# 1. Business Understanding (CRISP-DM Phase 1)

## 1.1. Project Context
This project utilizes the **RetailRocket E-commerce dataset**, capturing real-world implicit feedback (views, cart adds, transactions). The core challenge is to translate raw behavioral logs into a system that drives marketing decisions.

**Data Source:** RetailRocket E-commerce Dataset (Kaggle).

## 1.2. Business Goal
The primary objective is to build an end-to-end **Customer Segmentation & Personalization System**. The system aims to replace "mass marketing" with data-driven targeting strategies.

**Key Deliverables:**

1.  **Segmentation Model:** Group customers based on RFM (Recency, Frequency, Monetary), and behavioral patterns (conversion rate, category of items) using K-Means.
2.  **CLV Prediction:** Estimate Customer Lifetime Value using probabilistic models (BG/NBD, Gamma-Gamma) to identify high-value users.
3.  **Actionable Rules (The Action Board):** A concrete mapping of "Segment -> Marketing Action" (e.g., *If VIP -> Grant Early Access*, If Prospect -> ..., If Hibernating ->...).
    * Define clear trigger conditions for each segment (e.g., VIP = High CLV & High Frequency)
    * Specify concrete marketing actions and channels (e.g., early-access email, personalized offers)
    * Propose measurable business KPIs for future evaluation (e.g., conversion rate, revenue per user).

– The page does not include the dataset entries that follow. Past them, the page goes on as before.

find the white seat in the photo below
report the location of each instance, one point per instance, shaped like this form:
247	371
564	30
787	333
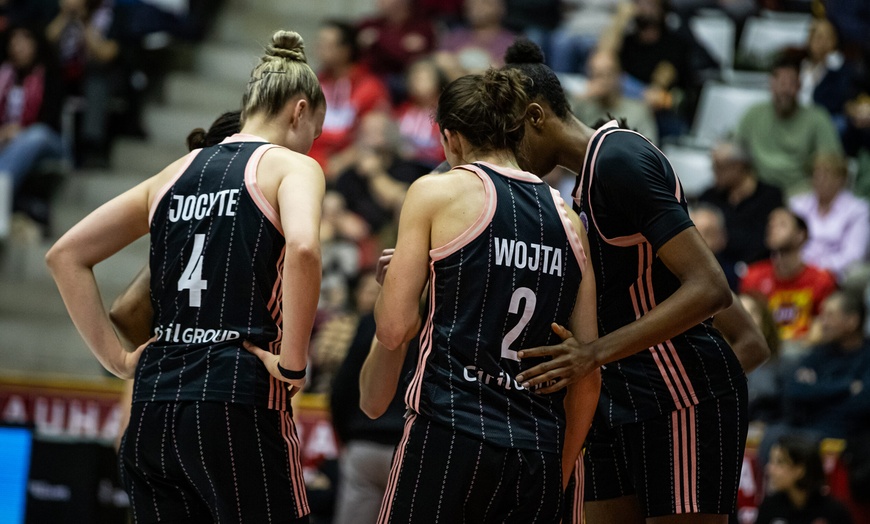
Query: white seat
763	37
720	108
717	34
692	165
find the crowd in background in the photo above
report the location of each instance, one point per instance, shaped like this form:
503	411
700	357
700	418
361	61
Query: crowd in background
786	214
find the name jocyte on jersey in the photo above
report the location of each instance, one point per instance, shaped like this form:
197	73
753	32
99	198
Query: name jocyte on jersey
534	257
192	335
197	207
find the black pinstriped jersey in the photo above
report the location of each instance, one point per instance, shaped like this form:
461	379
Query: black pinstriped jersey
217	253
632	202
494	290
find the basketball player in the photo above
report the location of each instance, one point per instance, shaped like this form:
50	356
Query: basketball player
673	399
504	258
234	258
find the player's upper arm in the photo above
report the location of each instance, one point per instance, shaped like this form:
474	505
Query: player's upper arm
397	310
641	189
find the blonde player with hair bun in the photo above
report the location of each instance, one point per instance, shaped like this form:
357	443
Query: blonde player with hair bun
235	278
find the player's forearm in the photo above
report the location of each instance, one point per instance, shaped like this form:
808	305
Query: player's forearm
302	275
79	291
379	378
397	324
693	303
581	401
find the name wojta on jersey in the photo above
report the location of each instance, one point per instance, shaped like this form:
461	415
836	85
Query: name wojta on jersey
534	257
176	333
197	207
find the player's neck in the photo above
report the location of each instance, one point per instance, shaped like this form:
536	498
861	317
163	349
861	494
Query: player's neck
573	149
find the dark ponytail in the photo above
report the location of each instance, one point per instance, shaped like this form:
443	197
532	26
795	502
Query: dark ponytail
488	109
543	84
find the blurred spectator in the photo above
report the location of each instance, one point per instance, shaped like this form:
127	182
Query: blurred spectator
828	394
535	19
482	41
746	204
351	91
857	139
765	383
826	79
710	223
603	98
576	37
374	185
784	136
421	135
839	222
796	482
657	58
84	35
794	291
30	102
392	39
369	444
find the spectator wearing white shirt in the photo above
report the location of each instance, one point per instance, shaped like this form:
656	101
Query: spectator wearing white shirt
838	221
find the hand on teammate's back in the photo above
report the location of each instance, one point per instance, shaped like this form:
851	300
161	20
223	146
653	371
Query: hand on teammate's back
270	360
570	362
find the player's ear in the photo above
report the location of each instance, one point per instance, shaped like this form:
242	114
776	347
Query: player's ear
296	109
535	115
454	144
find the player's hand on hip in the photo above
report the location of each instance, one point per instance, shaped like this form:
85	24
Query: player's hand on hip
270	360
130	359
570	362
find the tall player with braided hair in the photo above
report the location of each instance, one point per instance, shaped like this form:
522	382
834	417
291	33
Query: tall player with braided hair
235	278
504	258
666	445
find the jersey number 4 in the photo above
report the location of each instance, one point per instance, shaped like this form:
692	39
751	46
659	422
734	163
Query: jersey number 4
529	300
191	277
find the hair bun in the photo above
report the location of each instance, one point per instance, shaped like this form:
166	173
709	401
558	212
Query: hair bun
287	44
524	51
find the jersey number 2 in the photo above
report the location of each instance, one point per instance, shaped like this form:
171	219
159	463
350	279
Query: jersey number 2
191	277
528	297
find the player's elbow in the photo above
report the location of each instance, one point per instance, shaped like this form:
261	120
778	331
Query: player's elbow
58	257
372	408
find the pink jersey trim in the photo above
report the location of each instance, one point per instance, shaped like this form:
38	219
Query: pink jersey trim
412	396
243	137
573	237
478	226
288	431
685	461
163	190
395	470
254	188
277	389
511	173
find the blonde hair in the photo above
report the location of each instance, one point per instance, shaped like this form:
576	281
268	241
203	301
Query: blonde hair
281	74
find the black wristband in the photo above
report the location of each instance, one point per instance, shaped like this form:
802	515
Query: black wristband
289	374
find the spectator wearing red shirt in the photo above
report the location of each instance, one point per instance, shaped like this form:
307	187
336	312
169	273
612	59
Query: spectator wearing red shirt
794	290
393	39
420	133
351	91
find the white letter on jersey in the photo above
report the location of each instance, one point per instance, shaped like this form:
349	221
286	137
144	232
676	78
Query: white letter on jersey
191	277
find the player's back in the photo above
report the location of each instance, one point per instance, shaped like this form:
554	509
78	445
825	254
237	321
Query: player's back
633	201
216	260
494	289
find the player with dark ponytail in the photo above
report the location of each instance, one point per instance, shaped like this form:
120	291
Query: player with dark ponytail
674	393
504	258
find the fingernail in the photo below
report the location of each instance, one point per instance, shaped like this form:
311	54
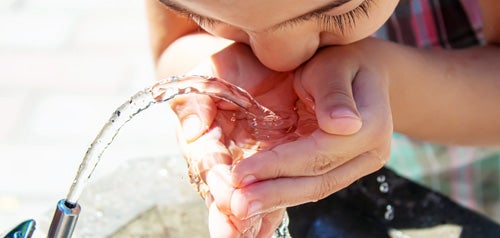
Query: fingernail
191	127
254	208
247	180
343	112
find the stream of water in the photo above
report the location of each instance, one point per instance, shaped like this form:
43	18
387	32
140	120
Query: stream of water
259	118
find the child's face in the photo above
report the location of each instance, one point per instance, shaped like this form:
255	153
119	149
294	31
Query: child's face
285	33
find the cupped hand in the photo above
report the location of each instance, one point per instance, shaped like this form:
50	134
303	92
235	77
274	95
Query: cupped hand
346	90
215	134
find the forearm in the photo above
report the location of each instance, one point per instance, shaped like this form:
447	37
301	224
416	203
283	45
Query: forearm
177	43
448	96
165	26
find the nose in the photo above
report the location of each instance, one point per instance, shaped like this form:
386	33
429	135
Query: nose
283	50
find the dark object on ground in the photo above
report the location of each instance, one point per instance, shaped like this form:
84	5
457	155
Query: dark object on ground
365	209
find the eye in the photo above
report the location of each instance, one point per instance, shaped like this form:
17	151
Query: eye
201	20
346	20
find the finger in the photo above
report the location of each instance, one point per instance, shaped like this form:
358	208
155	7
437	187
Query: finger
321	152
328	85
219	225
314	155
265	196
202	155
218	180
270	222
195	113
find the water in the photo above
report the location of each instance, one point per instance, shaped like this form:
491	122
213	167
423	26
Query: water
263	123
384	188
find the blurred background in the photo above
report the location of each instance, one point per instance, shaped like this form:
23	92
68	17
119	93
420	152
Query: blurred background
65	65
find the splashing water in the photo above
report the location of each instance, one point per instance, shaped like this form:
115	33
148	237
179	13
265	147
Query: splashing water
263	121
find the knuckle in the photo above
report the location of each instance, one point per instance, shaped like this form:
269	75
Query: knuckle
322	163
327	186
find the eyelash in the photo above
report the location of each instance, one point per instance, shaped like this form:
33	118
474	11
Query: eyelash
339	22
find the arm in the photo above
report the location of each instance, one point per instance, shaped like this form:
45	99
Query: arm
454	94
447	96
177	43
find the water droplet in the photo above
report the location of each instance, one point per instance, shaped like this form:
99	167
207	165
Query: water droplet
384	187
389	212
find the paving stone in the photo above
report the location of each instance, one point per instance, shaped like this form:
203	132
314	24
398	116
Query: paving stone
30	31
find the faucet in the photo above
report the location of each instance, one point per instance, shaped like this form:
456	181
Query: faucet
62	225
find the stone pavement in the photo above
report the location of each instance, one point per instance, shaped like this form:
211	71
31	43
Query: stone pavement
65	65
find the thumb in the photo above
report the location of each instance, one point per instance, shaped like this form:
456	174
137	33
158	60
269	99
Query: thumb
331	96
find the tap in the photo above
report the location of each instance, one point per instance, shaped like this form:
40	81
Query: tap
64	220
23	230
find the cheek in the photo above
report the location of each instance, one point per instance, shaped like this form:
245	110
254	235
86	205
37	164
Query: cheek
228	32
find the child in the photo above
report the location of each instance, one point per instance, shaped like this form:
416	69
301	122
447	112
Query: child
342	75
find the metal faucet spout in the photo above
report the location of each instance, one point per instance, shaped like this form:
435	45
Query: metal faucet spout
64	220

4.  **Experimentation Framework:** Since the dataset is static and observational, direct A/B testing cannot be conducted. Instead, this project proposes an experimentation framework that could be applied in a real production environment.
The framework includes (không chắc) :
- Definition of control and treatment groups per segment.
- Suggested success metrics (e.g., uplift in conversion rate, incremental revenue).
- Guidelines for experiment duration and sample size considerations.
    * Note: Control Group: Not apply new strategies
5.  **Personalization Dashboard:** A visual storytelling tool including:
    * *Treemaps* for segment sizing.
    * *Line Charts* for product trends.
    * (thêm)

## 1.3. The DOC Framework (Decision - Options - Criteria)
To bridge the gap between technical models and business value:

### **D - Decision**
**"How to allocate the marketing budget and which promotional channel to use for each specific customer group?"**

**"When to allocate these strategies (seasonal or monthly)**

### **O - Options (Hypothetical Actions)**
* **VIP Zone – Loyal Customers**  
  (High Frequency & High Monetary):  
  Offer **Early Access / Exclusive Benefits** to maintain engagement while protecting profit margins.
* **Growth Zone – Recent & High Potential**  
  (Recent activity, moderate spend, high conversion tendency):  
  Trigger **Welcome or Second-Purchase Incentives** to encourage repeat purchases.
* **Low Value Zone – Low Spend & Low Loyalty**  
  (Low Frequency & Low Monetary, but still active):  
  Apply **Light Promotions or Bundle Offers** to increase purchase intent and basket size.
* **Hibernating Zone – At Risk Customers**  
  (Long time since last purchase, declining engagement):  
  Use **Win-back Campaigns with Time-Limited Vouchers** to reactivate customers.
* **Non-Transactors**  
  (Users with views/add-to-cart but no transactions):  
  Target with **acquisition-style tactics**: onboarding emails, first-purchase discounts, product discovery flows, and remarketing to convert to first purchase.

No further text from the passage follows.